Probably the countries of the region should be able to formulate good proposals and test them locally in order to increase the competitiveness of small and medium size enterprises in the global world.
At the same time the Baltic Sea Region is fragmented – only one country in the region has yet made it into the eurozone, we have radically different approaches to policies on taxation, and we have differing traditions for social security.
What does this mean?
As for the region the lack of a common approach sometimes hampers to our interests.
We do not have a common view and approach towards economic growth and so we are likely to be defending different positions in Brussels.
However, to be fair, the diversity of our approaches is not always a bad think. For the Baltic States it gives some tools for faster growth.
The Baltic Development Forum is an ideal setting in which to ask the question: “when should we act regionally?” and “where should our approaches be more synchronised than they are today?” “Which are the unexploited synergies?”
Some issues where, in the long run we would profit from more regular conversation and coordination:
Finances. It’s not a secret that the Scandinavian banks dominate within our region. But at the same time I think that a wider presence of financial institutions in our markets (most specifically in the Baltic States) would increase the internal and external competition. Nordic and Scandinavian banks are not always in favour of some projects within the Baltic States since it would increase the competition.
As mentioned in the World Economic Forum report, we have the 5 most competitive economies of the world in our region. This is a challenge to other countries to use the best practices developed along the Baltic Sea in order to increase their own economic performance.
Individually, we are sometimes too small in order to present our real competitive advantages within the global markets – either in services or production.

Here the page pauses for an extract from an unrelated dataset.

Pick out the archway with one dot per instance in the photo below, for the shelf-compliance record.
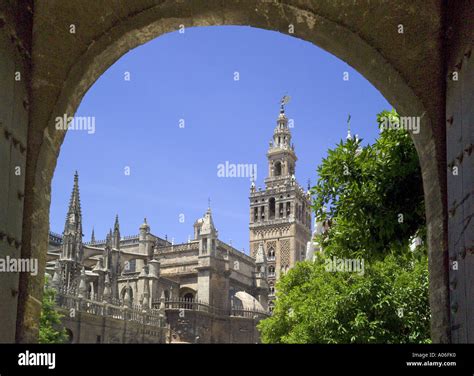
(348, 31)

I am convinced that we do need more US, Japanese, UK, Swiss, Canadian and even Chinese investments in our region. We would have greater success in attracting investments if we agreed on pursuing in a more coordinated manner.
Because of the inter-linked investments and increasing volume of the trade within the region, transport is one of the sectors where we need competition which is more effective than it is today.

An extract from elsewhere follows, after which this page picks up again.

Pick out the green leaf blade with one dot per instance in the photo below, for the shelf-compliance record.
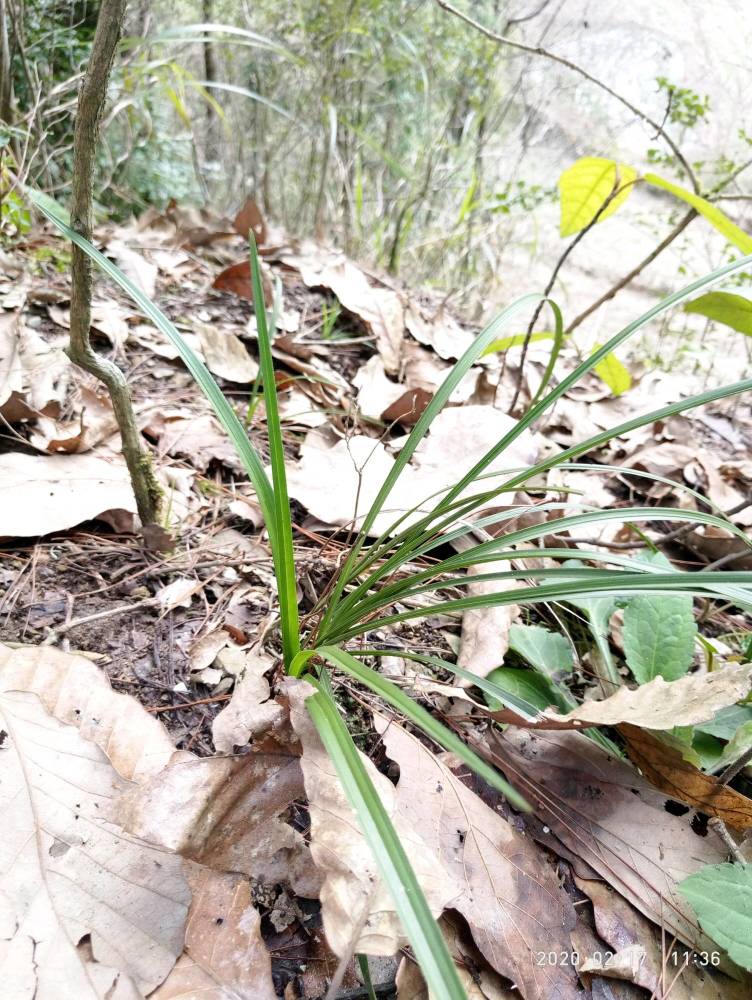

Firstly, there should be a real competition between the ferry lines – the market should be very liberal and we need to minimise the risks of hidden instruments or understandings, which can create distortions.
Every country in this region, and in the world, is struggling with an increase of the energy prices. No doubt, we are loosing the chance to profit and there has been a reduction in competitiveness. It is therefore in our interests to make our region a good platform for research on new sources of energy. As a region, we must consider how to optimise the efficiency of the energy networks on which we rely.
Every competitive economy should have competitive workforce, well-educated engineers, technicians and managers. The problem of Europe and our region is related to the general performance of our schools of higher education. Still only a few European universities (and non from our region) have reached the top of the world rankings. We do need to address this issue together for the common good.
Research and Development
The same applies also to the Research and Development. It should be one of our priorities to establish very good linkage between universities, research laboratories and industry. Here we can learn from the United States experience.
Last, but not least. After enlargement, the EU found itself with new neighbours but without common visions on how to involve the new neighbours within the economical processes of the Baltic Sea Region. We must be working for a vision of the “Wider Baltic Sea Region.”